Don't be afraid to use Alfredo in creative ways

If you're willing to depart from the traditional Alfredo recipe, there are plenty of ways you can customize this type of sauce, even beyond your favorite seasonings. To balance out its richness, pour in a drizzle of balsamic, and to create a more robust flavor, add a splash of chicken broth. You can also elevate your recipe with white wine, a pesto swirl, or a spoonful of gochujang. You won't necessarily be creating a new sauce, like you would when building off a béchamel base. But Alfredo's booming popularity in the U.S. means there's plenty of room to get creative. 

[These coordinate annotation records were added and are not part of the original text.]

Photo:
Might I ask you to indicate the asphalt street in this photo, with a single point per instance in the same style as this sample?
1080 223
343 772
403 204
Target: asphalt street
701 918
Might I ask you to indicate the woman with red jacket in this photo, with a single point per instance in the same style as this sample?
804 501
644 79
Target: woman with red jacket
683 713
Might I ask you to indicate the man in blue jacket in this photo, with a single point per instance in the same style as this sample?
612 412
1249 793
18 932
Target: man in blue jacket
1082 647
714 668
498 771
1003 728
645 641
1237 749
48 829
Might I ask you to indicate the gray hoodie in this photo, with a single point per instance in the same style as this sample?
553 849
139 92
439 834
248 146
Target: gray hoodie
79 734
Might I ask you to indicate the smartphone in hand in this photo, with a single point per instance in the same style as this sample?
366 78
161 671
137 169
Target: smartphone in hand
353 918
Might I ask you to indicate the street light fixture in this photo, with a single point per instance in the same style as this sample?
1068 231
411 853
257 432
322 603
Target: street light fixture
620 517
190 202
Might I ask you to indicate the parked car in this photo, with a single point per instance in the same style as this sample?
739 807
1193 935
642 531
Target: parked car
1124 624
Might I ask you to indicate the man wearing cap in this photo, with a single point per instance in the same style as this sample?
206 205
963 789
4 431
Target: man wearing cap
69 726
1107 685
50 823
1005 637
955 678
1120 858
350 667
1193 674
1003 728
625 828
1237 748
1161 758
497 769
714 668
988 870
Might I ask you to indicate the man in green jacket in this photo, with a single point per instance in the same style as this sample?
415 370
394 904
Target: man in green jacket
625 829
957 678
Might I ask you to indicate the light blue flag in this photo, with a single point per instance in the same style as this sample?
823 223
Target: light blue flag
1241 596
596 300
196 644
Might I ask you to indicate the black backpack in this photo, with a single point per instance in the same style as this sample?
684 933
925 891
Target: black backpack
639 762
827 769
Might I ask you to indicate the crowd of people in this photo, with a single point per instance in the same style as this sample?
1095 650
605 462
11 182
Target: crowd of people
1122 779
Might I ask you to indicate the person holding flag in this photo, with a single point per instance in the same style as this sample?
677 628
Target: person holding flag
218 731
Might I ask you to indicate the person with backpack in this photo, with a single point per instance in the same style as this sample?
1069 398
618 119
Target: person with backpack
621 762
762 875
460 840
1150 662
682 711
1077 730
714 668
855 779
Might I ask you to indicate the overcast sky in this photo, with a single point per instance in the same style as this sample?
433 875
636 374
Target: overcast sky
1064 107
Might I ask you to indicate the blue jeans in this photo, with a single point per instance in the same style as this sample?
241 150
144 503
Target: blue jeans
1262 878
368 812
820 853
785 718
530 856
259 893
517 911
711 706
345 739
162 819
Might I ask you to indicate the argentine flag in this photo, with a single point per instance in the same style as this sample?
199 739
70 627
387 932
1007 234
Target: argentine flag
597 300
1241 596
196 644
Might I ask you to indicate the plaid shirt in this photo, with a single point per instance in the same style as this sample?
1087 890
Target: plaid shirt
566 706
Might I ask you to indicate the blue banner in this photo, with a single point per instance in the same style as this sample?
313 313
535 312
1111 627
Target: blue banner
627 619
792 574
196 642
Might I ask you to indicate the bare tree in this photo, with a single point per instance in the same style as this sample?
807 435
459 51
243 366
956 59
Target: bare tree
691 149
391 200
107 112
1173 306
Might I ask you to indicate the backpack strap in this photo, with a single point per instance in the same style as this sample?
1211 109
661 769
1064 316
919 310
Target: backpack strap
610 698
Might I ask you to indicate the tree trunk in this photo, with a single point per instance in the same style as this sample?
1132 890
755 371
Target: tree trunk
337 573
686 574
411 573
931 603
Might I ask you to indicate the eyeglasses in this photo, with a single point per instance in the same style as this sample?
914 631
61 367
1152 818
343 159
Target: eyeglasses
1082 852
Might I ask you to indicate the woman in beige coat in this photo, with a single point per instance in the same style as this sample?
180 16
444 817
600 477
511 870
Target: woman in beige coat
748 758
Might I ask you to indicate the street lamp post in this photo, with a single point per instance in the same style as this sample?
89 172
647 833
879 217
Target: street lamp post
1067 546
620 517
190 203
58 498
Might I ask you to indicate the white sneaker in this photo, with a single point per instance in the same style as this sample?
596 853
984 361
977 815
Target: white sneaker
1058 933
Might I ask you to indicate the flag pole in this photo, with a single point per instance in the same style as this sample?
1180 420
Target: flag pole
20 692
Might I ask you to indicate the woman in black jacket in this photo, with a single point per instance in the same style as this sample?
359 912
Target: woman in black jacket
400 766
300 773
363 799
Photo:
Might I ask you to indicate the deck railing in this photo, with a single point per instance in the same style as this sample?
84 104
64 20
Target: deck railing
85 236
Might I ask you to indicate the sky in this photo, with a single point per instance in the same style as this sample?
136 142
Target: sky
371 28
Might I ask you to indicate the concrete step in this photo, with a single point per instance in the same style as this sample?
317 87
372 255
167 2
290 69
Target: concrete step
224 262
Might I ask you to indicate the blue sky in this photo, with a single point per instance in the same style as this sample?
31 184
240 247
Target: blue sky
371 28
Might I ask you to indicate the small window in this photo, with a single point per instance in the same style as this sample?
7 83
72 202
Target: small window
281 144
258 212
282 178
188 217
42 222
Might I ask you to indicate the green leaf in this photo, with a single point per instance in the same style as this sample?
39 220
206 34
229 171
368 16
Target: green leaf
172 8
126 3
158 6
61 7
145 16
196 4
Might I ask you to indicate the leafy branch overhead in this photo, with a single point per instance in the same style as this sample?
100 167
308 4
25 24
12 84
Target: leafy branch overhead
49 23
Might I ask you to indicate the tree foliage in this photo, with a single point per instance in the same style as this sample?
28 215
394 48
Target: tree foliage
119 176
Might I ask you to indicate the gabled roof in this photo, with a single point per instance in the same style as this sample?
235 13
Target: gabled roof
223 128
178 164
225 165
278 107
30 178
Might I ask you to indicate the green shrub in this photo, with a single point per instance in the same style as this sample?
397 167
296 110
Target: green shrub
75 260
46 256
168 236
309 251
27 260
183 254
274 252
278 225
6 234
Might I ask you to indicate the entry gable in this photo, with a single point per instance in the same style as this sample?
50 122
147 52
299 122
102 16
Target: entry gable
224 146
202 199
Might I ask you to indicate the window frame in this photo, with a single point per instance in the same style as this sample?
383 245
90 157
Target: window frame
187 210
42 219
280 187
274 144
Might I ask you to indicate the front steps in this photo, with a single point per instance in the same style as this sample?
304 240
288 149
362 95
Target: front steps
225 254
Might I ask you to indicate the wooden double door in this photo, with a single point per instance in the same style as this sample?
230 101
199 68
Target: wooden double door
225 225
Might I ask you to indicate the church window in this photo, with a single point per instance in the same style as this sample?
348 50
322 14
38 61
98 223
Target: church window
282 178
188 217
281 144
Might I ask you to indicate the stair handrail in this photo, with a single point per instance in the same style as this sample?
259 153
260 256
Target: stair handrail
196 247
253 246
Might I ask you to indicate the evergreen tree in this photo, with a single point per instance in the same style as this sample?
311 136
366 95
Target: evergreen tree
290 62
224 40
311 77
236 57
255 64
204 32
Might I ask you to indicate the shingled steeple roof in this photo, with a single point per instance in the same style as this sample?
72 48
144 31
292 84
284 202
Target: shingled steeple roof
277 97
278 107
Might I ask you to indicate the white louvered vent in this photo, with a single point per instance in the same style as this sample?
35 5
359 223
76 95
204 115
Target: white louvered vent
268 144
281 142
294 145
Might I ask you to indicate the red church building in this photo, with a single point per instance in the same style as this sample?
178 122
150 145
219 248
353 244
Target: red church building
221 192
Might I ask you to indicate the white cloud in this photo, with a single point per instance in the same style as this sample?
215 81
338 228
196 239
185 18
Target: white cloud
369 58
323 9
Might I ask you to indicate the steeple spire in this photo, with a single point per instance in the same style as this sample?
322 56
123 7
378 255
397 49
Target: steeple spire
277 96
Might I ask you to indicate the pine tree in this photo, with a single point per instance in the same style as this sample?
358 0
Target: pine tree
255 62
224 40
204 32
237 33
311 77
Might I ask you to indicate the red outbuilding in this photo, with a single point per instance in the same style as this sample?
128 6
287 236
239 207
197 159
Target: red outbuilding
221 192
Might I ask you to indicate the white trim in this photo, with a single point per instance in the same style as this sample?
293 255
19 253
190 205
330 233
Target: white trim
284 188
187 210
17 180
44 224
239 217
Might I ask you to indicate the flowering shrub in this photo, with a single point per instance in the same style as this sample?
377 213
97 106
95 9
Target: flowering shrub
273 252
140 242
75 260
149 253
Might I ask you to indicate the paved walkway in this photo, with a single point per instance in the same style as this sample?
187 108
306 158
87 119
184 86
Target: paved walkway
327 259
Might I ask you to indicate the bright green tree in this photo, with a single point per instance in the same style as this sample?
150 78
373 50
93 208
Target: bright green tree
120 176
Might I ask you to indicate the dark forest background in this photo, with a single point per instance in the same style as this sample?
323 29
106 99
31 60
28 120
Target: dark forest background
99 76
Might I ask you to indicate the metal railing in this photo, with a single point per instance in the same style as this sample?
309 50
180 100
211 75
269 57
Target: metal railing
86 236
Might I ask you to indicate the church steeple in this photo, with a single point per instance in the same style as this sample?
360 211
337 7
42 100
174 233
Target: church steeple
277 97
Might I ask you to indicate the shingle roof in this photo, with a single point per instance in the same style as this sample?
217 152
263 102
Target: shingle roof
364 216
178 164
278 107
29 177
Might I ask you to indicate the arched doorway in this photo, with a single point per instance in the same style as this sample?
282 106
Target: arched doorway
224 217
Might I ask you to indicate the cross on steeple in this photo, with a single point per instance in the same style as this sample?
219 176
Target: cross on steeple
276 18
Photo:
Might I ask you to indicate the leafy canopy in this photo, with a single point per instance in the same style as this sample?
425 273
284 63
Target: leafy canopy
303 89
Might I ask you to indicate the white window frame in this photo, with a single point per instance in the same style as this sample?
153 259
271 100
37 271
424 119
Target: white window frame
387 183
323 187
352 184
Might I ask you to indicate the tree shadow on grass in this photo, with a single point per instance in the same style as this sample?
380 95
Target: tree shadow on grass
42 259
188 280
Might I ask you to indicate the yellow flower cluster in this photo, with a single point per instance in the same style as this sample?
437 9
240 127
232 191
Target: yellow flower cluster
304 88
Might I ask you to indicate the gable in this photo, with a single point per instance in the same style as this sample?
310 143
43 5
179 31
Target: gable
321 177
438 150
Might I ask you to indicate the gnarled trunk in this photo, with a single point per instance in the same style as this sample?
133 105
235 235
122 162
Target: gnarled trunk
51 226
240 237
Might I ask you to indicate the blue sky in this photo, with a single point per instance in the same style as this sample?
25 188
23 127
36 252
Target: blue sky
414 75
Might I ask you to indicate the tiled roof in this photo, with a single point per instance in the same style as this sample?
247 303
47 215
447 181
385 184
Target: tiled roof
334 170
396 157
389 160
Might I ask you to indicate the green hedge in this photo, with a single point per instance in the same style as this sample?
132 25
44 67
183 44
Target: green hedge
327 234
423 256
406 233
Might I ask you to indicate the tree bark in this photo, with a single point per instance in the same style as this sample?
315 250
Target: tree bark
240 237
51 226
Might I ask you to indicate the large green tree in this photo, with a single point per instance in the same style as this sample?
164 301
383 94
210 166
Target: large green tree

Beyond pairing it with pasta, chicken, and shrimp, you can dunk your garlic bread (or breadsticks) in it, use it to make a white pizza or lasagna, or sub it in for another white sauce in casseroles, pot pies, and veggie bakes. These days, you don't even have to be a dairy-lover to enjoy Alfredo, as you can use a can of white beans to make a tasty vegan sauce.